Setelah itu rombongan menuju ke rumah Mang Koplak alias Tuan Besar. Mereka berteriak dari halaman rumah dengan Aditya berdiri paling depan. Vivienne dan si kembar segera bergabung dengan rombongan orang-orang itu.
"Mang Koplak, keluar kamu," teriak Aditya dan orang-orang memanggil nama Mang Koplak ,namun tidak ada jawaban. Di dalam kamar, Mamake sibuk mengepak perhiasan emas dan berlian milik Nyai Kembang. Namun beberapa orang Hansip dan warga yang menerobos masuk ke dalam rumah segera menangkap Mamake dan membawanya ke pekarangan. Mang Koplak ditangkap oleh Aditya saat berusaha kabur melalui pintu kecil dekat kolam ikan koi. Mang Koplak meludah. Matanya memerah, memandang sangat marah kepada Aditya dan orang dihadapannya. Semua centeng dan pembantu di rumah diangkut menuju pos polisi untuk mepertanggung jawabkan perbuatannya.
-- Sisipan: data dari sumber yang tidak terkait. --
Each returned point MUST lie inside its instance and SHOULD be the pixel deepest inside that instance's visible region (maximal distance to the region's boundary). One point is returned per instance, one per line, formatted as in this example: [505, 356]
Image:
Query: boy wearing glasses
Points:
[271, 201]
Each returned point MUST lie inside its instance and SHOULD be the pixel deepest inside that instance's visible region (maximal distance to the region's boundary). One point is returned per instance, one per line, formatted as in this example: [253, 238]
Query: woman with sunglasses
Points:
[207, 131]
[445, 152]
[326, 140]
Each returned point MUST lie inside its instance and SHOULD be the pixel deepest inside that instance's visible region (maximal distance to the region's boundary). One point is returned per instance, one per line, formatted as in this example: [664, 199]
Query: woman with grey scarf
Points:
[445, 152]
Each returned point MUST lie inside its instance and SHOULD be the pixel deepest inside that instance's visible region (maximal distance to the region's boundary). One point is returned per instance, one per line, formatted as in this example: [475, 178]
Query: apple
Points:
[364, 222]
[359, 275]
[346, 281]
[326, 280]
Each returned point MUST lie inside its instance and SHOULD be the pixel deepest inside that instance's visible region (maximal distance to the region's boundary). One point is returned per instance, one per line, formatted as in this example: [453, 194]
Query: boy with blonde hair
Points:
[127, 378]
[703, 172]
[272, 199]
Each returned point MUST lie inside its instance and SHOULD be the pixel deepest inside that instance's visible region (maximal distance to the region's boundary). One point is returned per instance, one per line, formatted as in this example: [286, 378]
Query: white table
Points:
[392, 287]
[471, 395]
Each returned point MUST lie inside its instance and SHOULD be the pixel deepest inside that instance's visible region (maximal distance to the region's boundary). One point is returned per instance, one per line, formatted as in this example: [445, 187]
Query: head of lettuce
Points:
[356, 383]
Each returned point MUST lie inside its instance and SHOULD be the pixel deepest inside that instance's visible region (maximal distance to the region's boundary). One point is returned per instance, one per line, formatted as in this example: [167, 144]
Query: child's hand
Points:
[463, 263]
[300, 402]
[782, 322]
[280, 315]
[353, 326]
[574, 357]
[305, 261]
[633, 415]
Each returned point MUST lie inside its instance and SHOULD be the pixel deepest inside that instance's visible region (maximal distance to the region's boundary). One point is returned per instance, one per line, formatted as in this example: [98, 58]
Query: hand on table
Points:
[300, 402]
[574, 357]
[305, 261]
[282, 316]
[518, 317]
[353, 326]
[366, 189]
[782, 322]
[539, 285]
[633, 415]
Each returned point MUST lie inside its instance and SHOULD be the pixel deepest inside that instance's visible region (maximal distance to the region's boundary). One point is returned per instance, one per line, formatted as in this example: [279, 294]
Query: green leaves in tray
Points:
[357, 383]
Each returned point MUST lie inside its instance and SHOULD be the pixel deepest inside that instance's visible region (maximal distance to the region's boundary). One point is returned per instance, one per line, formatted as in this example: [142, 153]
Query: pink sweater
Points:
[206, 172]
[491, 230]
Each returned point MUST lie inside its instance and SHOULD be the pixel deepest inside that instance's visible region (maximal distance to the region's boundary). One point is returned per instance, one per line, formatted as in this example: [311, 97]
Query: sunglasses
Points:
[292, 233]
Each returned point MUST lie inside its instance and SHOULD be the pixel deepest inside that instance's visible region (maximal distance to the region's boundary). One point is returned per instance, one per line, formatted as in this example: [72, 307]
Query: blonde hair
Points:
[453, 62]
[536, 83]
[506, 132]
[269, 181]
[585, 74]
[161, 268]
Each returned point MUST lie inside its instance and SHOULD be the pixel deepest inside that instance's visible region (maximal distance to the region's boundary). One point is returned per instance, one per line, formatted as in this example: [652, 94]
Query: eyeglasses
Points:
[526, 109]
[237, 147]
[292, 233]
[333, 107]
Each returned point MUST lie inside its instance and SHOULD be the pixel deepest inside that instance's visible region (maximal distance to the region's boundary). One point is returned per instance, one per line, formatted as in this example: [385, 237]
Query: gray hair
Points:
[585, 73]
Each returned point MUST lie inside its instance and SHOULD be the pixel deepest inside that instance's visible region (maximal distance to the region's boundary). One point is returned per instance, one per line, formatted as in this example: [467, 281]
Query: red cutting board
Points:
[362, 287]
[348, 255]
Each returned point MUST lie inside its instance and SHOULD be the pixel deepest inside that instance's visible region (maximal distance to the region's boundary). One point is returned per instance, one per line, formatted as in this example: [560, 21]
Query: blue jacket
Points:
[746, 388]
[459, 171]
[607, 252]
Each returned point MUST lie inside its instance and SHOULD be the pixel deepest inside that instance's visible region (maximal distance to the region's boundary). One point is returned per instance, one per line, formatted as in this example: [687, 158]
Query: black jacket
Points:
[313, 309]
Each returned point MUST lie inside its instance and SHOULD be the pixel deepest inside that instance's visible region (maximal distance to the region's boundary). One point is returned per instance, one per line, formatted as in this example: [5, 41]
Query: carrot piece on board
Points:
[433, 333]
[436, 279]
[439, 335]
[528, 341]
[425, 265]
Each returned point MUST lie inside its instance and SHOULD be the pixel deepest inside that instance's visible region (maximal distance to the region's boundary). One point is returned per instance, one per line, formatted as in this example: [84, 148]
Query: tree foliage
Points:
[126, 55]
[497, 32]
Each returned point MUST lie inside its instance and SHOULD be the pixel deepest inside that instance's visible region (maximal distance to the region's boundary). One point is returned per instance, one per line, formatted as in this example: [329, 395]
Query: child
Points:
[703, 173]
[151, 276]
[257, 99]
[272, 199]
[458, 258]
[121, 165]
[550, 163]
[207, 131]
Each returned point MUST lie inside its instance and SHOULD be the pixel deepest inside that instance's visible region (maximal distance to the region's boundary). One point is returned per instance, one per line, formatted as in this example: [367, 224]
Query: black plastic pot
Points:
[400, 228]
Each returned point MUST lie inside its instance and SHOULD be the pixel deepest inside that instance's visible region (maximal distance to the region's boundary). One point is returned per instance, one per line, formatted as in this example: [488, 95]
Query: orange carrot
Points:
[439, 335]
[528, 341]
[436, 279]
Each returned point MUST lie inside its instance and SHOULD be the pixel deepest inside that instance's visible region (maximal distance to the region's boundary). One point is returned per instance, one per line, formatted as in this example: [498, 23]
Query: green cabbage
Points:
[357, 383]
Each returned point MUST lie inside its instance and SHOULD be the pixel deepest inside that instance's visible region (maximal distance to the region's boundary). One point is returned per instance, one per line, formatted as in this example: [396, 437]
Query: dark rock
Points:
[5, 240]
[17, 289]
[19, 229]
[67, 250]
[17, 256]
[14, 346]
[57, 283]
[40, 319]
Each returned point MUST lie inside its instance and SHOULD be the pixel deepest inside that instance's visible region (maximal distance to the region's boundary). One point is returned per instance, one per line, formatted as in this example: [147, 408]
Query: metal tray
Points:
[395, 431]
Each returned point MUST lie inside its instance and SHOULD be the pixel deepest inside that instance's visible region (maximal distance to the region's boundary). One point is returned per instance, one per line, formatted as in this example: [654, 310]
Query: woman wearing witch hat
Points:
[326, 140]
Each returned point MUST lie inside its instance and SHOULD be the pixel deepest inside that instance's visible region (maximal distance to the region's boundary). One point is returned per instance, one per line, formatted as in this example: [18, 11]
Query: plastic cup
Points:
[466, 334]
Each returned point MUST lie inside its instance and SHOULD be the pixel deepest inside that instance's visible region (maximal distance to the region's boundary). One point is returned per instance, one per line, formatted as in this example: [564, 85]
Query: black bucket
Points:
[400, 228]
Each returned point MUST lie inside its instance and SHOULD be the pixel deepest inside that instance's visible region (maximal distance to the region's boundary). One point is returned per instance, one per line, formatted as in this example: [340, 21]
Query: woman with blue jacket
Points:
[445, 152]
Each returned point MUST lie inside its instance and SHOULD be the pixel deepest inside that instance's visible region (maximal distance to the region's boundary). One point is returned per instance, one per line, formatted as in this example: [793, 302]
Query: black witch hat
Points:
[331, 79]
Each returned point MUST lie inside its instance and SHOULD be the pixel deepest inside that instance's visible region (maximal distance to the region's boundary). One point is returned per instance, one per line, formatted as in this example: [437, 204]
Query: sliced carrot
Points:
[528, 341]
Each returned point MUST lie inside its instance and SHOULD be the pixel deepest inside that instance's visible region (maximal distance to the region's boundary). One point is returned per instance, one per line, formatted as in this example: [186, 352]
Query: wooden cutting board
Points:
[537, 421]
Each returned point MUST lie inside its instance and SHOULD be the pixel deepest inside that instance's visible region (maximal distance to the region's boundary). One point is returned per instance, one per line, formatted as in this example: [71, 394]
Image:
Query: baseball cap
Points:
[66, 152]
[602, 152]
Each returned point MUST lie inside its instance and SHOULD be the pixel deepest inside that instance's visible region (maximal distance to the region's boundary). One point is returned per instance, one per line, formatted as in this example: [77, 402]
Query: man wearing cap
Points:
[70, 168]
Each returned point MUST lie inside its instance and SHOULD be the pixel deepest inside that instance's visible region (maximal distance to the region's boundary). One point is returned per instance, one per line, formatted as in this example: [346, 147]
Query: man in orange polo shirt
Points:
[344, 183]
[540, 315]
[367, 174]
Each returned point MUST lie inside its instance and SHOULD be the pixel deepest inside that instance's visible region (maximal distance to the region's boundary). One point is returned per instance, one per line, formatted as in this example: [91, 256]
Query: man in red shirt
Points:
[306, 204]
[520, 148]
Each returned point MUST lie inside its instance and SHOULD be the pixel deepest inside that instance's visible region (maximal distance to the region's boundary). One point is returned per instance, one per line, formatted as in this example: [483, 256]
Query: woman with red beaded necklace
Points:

Beberapa hari berlalu, Nyai Kembang sedang duduk santai di beranda bersama Aditya dan Vivienne. Seorang perempuan muda bertubuh kurus masuk ke pekarangan diikuti seorang lelaki menenteng ransel. Dia memekik memanggil Nyai Kembang.
"Ibu...." Perempuan itu berlari ke dalam pelukan Nyai Kembang. Perempuan tua yang berada di atas kursi roda itu menangis pedih. Dia segera memeluk perempuan kurus itu erat-erat.
"Maafkan aku tidak dapat menyelamatkanmu Ibu," penuh rasa sayang Sinta mencium kening Nyai Kembang. Mata tua Nyai Kembang berkaca-kaca menatap putri tunggalnya.
"Akulah yang mengirim email itu kepadamu Kak," Sinta menyeka air matanya dan mencium tangan Aditya.
"Maksudmu?" Aditya tampak tidak mengerti.
"Iya... empusmcc itu adalah nama akunku yang kugunakan untuk mengirim email padamu."
"Mengapa kamu merahasiakan identitasmu dan mengirimkan email yang aneh isinya?"
"Situasinya sangat berbahaya Kak. Aku dan Ibu telah menjadi korban kebiadaban Mang Koplak. Oh iya, perkenalkan ini Ardi, jurnalis yang telah berjasa menolongku dari kehidupan di jalanan."
Ardi memberi salam kepada Nyai Kembang, menjabat tangan Aditya dan Vivienne.